Indonesian authorities seized Iranian and Panamanian-flagged vessels for suspected illegal oil transfers, Reuters reported Tuesday. News reports, meanwhile, said two loud booms were heard over Riyadh, a few days after Saudi Arabia said it intercepted an apparent missile or drone over its capital.
“What the market is now really worrying about is crude storage levels, after last week’s surprise rise in the U.S.,” said Tonhaugen. Another week of supply builds would “ring the alarm in trading floors that something changes in the market. That is demand.”
So “the elephant in the room is now oil demand and how the latest lockdowns and restrictions globally are affecting it,” he said. “Oil demand is definitely under pressure currently and will be for a while until lockdowns are lifted and Covid-19 infection speed slows down.”
On Tuesday, West Texas Intermediate crude for March delivery CL.1, -0.42% CLH21, -0.42% fell by 16 cents, or 0.3%, to settle at $52.61 a barrel on the New York Mercantile Exchange.
Meanwhile, the front-month March Brent crude contract BRNH21, -0.13%, the global benchmark, added 3 cents, or nearly 0.1%, to $55.91 a barrel on ICE Futures Europe.
“So far in 2021, oil traders have gained increased clarity regarding global production and supply dynamics which has acted as a tailwind for the energy markets,” Tyler Richey, co-editor at Sevens Report Research, told MarketWatch.

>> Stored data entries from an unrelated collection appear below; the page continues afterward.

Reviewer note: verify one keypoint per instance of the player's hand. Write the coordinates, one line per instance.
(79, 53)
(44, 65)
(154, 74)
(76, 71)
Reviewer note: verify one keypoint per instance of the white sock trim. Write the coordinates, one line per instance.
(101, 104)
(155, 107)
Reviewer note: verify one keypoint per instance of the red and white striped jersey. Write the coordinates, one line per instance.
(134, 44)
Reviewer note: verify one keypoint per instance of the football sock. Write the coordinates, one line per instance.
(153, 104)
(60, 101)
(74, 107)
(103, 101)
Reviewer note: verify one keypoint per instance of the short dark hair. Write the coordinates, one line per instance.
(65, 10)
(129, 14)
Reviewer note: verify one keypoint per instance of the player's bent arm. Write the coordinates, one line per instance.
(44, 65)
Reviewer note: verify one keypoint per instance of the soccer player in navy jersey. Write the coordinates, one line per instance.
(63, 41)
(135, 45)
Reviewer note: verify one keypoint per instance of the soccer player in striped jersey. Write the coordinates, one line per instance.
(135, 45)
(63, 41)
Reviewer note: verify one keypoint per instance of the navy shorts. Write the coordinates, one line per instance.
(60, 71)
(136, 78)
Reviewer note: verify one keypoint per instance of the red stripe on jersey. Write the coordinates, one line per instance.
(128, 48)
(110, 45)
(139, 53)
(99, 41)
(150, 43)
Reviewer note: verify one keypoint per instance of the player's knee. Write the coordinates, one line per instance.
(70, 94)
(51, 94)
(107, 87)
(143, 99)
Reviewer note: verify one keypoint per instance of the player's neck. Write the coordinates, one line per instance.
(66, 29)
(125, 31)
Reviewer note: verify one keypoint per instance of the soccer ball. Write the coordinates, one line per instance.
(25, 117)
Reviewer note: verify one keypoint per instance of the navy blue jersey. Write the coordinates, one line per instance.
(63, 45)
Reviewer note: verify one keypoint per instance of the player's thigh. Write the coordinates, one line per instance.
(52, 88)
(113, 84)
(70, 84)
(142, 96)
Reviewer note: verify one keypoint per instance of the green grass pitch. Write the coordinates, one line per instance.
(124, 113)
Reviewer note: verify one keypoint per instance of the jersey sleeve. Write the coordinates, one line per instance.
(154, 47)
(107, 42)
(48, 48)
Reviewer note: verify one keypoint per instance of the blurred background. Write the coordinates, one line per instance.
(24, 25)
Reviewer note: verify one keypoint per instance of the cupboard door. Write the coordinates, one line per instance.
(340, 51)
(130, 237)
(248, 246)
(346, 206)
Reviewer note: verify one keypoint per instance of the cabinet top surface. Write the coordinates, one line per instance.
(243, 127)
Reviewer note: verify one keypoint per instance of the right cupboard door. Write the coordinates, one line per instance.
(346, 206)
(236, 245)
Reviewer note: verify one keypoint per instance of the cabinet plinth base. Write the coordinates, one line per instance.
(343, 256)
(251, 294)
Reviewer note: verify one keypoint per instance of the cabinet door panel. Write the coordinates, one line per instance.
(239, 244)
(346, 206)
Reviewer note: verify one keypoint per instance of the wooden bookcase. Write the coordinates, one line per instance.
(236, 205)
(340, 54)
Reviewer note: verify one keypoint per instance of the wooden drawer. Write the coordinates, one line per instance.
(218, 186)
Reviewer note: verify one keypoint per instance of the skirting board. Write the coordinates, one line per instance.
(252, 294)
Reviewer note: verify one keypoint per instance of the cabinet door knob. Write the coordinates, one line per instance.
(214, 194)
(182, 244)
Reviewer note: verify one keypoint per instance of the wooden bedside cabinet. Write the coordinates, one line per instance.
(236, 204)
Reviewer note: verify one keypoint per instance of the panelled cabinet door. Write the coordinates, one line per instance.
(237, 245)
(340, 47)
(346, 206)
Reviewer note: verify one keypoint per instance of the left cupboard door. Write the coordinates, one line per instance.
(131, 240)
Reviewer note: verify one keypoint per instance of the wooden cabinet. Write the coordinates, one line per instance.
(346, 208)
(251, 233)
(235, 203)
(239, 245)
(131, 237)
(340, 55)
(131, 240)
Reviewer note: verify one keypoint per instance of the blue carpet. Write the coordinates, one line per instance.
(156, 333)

Domestic oil production has been “largely steady” at 11 million barrels per day, while policy developments between the Organization of the Petroleum Exporting Countries and their allies, together known as OPEC+, have been positive for prices, said Richey, with Saudi Arabia unexpectedly pledging to cut production” by 1 million barrels per day in February and March.
U.S. benchmark oil prices have recovered “just about all of the COVID-19 driven losses from 2020, but “we will need to gain further clarity on the health of global demand for refined products before the major oil benchmarks are able to make a run at $60 a barrel and new 52 week highs,” said Richey.
Hinting at a recovery, the International Monetary Fund on Tuesday raised its forecast for global economic growth this year to 5.5%, but warned of “extraordinary uncertainty” about the outlook.
Back on Nymex, petroleum product prices settled higher. February gasoline RBG21, +1.24% tacked on 1.3% to $1.5807 a gallon and February heating oil HOG21, +0.16% added 0.3% to $1.5984 a gallon.
February natural gas NGG21, +2.15%, which expires at the end of Wednesday’s session, moved up by 2.1% to settle at $2.656 per million British thermal units.
The American Petroleum Institute, a trade group, will issue weekly data on U.S. petroleum supplies late Tuesday, followed by official data from the Energy Information Administration early Wednesday.
On average, analysts expect the EIA to report a decline of 1.7 million barrels in domestic crude supplies for the week ended Jan. 22, according to a survey conducted by S&P Global Platts. They also forecast a weekly climb of 1.2 million barrels in gasoline stockpiles and a decline of 800,000 barrels for distillate inventories.